View from Beausejour (oil on canvas 5 x 7 in.)

oil on canvas 5 x 7 in.  $275

30 September finds us at the historic site of Fort Beausejour south east of  Sackville, New Brunswick, looking out from the rolling grass knolls of the fort, over the Tantamar Marshes to the misty reach of the Cumberland Basin.

Saltmarsh ponds glint in the sun along the shoreline and beyond its sharp edge the seawater is pink with red mud - I think it becomes even pinker with the receding tide.

A red-rutted track runs between the sloped grassy lawn of the fort and a field of lush long grass, crouched in by large round bales of hay, and beyond that field the land drops away again to flat scrubby variegated fields that may have been farmed at one time, dyked and drained, now threaded through by dark lines and dashes of brushy ditches and gullies. In the distance a small herd of scattered cattle are mere dark dots, but the breeze brings me a faint bovine bellow. It is very quiet up here at the top of the world, until a train clatters along the tracks that were barely visible beyond the edge of the field.

Fred has returned from his walk along the rail line to scan the marshes for the puffy domes of Phragmites stands. He didn't see any. This is the one place in the Maritimes where the invasive European Phragmites australis subspecies australis has been reported, so we are interested in seeing how conditions here compare to what we'd observed elsewhere in New Brunswick and Nova Scotia. Watching the traffic on TransCanada Hwy 2 beetling along to the north we figure that the place that would be most informative would be the roadsides, since traffic and earth-moving machinery are the vectors of the spread of the invasive kind.
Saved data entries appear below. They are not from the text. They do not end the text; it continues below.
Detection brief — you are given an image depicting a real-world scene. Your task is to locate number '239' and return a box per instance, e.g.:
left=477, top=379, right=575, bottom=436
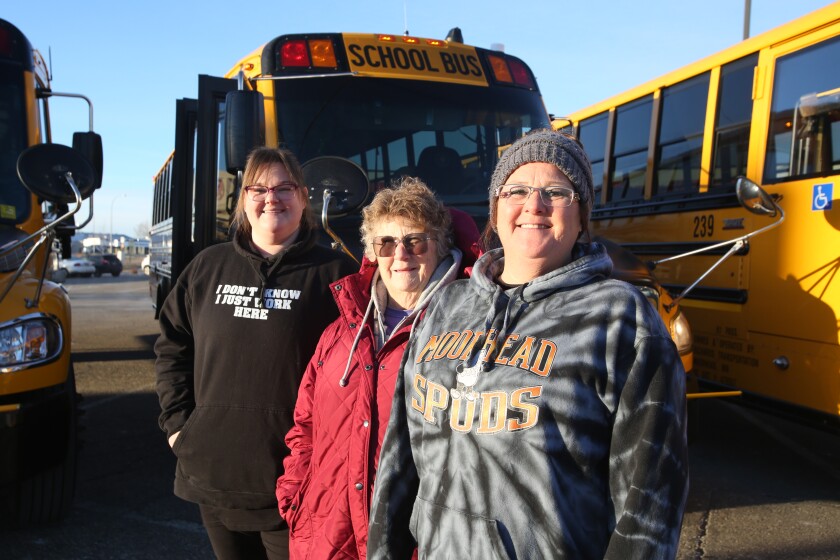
left=693, top=214, right=714, bottom=238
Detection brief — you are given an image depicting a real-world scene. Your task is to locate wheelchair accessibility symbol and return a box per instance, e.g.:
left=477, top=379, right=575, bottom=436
left=812, top=183, right=833, bottom=211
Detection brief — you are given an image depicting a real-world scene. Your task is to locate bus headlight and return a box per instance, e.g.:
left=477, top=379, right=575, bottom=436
left=0, top=314, right=63, bottom=372
left=670, top=309, right=693, bottom=356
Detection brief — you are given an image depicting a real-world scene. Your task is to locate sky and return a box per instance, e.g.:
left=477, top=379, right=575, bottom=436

Fred reported later: "When the painting was done, we drove the busy road across the marshes both ways, waypointing stands and taking representative specimens (and giving the artist plenty of time to reflect on the prospects that might be opened up by widowhood as she watched me crossing between long strings of very fast traffic).

"The first thing we noticed was that the stands were very distinctly divided into native-like and invasive-like kinds: we counted 11 alien and 7 native stands, and only 1 that we called ambiguous, though the natives graded out into little whisps, and we doubtless missed some of these which an observer on foot could have waypointed. The most striking feature of this difference was the persistent green foliage of the aliens, in contrast to the shriveled get-ready-for-winter brown of the natives (one often sees that alien plants from NW Europe retain green leaves far longer than native plants do).

"Those on NatureNS will remember that throughout Nova Scotia we were perplexed by the intermediacy and confusing morphology of the majority of the Phragmites stands we sampled there: at Tantramar there was no ambiguity, and the natives didn't look much different from the ones we see in Ontario".